A Hitch Mounted Removable Wooden Bumper
This Instructable will show you how to build a wooden bumper with a custom retro look. It can be easily attached and removed by using the receiver on the back of your camper, trailer or truck. Pull the hitch pin and the draw bar slides in further, eliminating any chance of shin bang while working at the back of your camper or vehicle.
The instructable includes an introduction, suggested materials, pictures and step-by-step instructions for building the bumper I built for my teardrop trailer camper. I added the bumper to compliment the aesthetics of the teardrop design as well as providing it with some protection while in parking lots. The two bumper attached sleeves also act as upright supports for a tailgate umbrella. Very few small campers have a protective bumper and, if your trailer includes a draw bar receiver, here is an easy solution to building a custom and adaptable bumper.
Total out of pocket cost, approximately $60.
Step 1: Suggested Materials and Tools
- One length of Hardwood lumber (1 - 2” thickness and 4 – 6” in width.) I used 5/4 “ cherry, 4 1/2 “ wide and 44 “ in length.
- 8 Foot length of aluminum countertop edging
- ¾ “ stainless steel pan head screws
- 2” hitch drawbar with ball mount cut off
- 16” of ¼” plate steel 16” in length
- 2 LED tail lights or reflectors
- 4 2”stainless steel bolts with nylon lock nuts
- Licence plate frame (optional)
- Bench or machinists vise
- Hack saw
- Hand plane
- Drill or drill press with 5/16” bit
- Adjustable wrench or socket set
Step 2: Modified Draw Bar
Modified Draw Bar
The wooden bumper will be attached to a 2” modified draw bar. I used a 2” draw bar purchased at a yard sale for $10. A local machining shop cut the bar to remove the ball mount and then welded a 16” length of steel plate to the cut piece. Four 5/16” holes were then drilled to accept bolts that would be used to attach the wooden face of the bumper. Refer to the diagram for specs.
Step 3: Cut and Prepare the Wooden Bumper
I had a number of seasoned, hardwood lumber lengths in stock. Using a piece of 5/4" cherry hardwood, it was cut to 44" ( so as not to obscure the tail lights on the trailer). The top and bottom edges were rough sawn and so they were planed and sanded. The resulting sharp edges were relieved using a palm plane but sanding off the edge would work just as well.
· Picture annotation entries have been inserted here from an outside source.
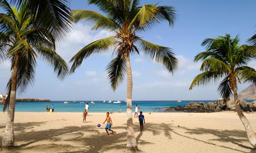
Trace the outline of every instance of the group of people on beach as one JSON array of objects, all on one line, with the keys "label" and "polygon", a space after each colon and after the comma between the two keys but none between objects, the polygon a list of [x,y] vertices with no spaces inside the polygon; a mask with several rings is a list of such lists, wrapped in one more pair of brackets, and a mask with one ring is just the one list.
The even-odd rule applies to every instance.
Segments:
[{"label": "group of people on beach", "polygon": [[51,107],[50,106],[48,105],[46,107],[46,112],[53,112],[55,108],[55,107],[53,104],[52,104]]},{"label": "group of people on beach", "polygon": [[[140,107],[138,106],[138,105],[136,104],[135,107],[134,108],[135,109],[135,111],[134,113],[134,118],[135,118],[135,115],[137,115],[136,118],[138,117],[138,111],[139,109],[140,109]],[[85,105],[85,111],[83,113],[83,123],[85,123],[86,120],[86,116],[88,116],[88,109],[89,109],[89,105],[88,105],[88,103],[86,103]],[[121,113],[121,106],[119,106],[119,113]],[[112,110],[110,111],[110,114],[114,114]],[[109,131],[111,131],[112,134],[114,134],[114,131],[113,130],[111,129],[111,126],[113,126],[113,123],[112,121],[111,118],[110,117],[110,113],[107,112],[106,113],[106,118],[104,122],[103,123],[103,124],[105,123],[106,121],[107,121],[107,124],[106,124],[105,126],[105,130],[106,132],[107,132],[107,134],[109,135]],[[140,131],[144,131],[144,124],[145,124],[145,118],[144,115],[142,115],[142,112],[141,111],[140,111],[140,115],[139,115],[139,121],[140,123]]]}]

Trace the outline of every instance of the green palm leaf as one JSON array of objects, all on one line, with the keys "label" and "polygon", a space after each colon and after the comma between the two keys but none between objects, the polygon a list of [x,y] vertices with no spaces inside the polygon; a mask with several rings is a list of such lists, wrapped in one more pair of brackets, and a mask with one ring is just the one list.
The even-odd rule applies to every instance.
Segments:
[{"label": "green palm leaf", "polygon": [[76,53],[70,60],[73,62],[73,64],[70,70],[70,73],[73,73],[76,69],[80,66],[84,59],[95,53],[104,53],[116,43],[115,36],[112,36],[93,42],[83,47]]},{"label": "green palm leaf", "polygon": [[206,84],[215,83],[225,75],[225,74],[220,71],[204,72],[196,75],[193,79],[189,90],[195,86],[205,85]]},{"label": "green palm leaf", "polygon": [[106,68],[112,89],[115,91],[126,74],[126,63],[121,54],[112,60]]},{"label": "green palm leaf", "polygon": [[163,64],[170,72],[178,68],[178,59],[170,48],[141,39],[139,42],[144,55],[157,63]]},{"label": "green palm leaf", "polygon": [[112,32],[117,29],[121,29],[121,27],[110,18],[96,12],[89,10],[74,10],[72,12],[73,21],[76,22],[85,19],[93,23],[95,25],[92,27],[92,29],[97,30],[101,28]]}]

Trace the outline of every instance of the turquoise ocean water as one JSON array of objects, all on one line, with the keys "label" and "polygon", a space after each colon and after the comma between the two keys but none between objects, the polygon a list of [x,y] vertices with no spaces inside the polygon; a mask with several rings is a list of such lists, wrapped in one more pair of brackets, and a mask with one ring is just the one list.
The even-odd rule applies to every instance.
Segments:
[{"label": "turquoise ocean water", "polygon": [[[85,108],[86,103],[89,105],[89,112],[105,113],[112,110],[115,113],[118,113],[119,106],[121,106],[122,111],[126,112],[126,103],[121,101],[120,104],[109,103],[107,101],[93,101],[94,104],[91,104],[91,101],[68,101],[68,104],[64,104],[64,101],[52,101],[51,102],[17,102],[15,111],[16,112],[45,112],[47,105],[55,106],[55,112],[82,112]],[[144,112],[165,112],[164,108],[170,106],[185,106],[191,101],[202,101],[208,103],[215,100],[185,100],[178,103],[176,100],[170,101],[132,101],[132,108],[136,104],[140,107],[140,111]],[[248,100],[248,102],[252,102]],[[3,105],[0,105],[0,110],[3,109]],[[132,110],[133,111],[134,110]]]}]

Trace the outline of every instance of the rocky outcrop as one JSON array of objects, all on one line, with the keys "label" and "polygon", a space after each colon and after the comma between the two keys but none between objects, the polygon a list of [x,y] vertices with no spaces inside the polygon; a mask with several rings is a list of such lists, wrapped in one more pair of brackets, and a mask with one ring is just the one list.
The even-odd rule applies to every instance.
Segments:
[{"label": "rocky outcrop", "polygon": [[[240,107],[244,111],[256,111],[256,101],[252,103],[244,100],[240,101]],[[166,108],[167,111],[178,111],[183,112],[210,113],[221,111],[235,111],[235,105],[233,98],[227,102],[227,105],[220,106],[216,102],[205,104],[203,102],[190,102],[185,106]]]},{"label": "rocky outcrop", "polygon": [[216,102],[205,104],[204,102],[190,102],[185,106],[169,107],[166,110],[175,110],[183,112],[216,112],[221,111],[222,106],[218,105]]},{"label": "rocky outcrop", "polygon": [[238,96],[240,99],[256,100],[256,85],[254,84],[250,85],[239,93]]}]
Four coats of spar varnish were applied to seal all surfaces and give the board a high gloss finish.
Step 4: Attach Bumper to Steel Plate
Next step was to carefully centre and align the bumper on the steel plate before drilling 5/16" holes through the wood. The wooden bumper was secured to the steel frame using 5/16" S.S. bolts with nylon lock nuts or locking washers.
Step 5: Add Aluminum Edging
Two 44" lengths of bright aluminum edging were cut using a mitre box and a hack saw. File off any sharp edges at the cut ends. Next, attach the aluminum pieces to the top and bottom edges of the wooden bumper using 3/4" stainless steel pan head screws.
Step 6: Attach Lights or Reflectors
Two retro (LED) lights from Princess Auto were attached to either end of the bumper. They will be wired in next week using a harness. The holes were filled with an exterior caulking before attachment.
Step 7: Install and Secure Bumper
Slide the bumper into the receiver and secure using a hitch pin and clip. I plan to to wire my LED lights into the trailer tail lights using a 4 pin harness and will plug it in each time before hitting the road to the next campground.
As you can see in the first photo above, I added two 4" lengths of black drainage pipe (1.5") inside diameter to receive and support a standard umbrella pole that will shade the back of my teardrop hatch at the campsite.
Feel free to comment and have a great camping season.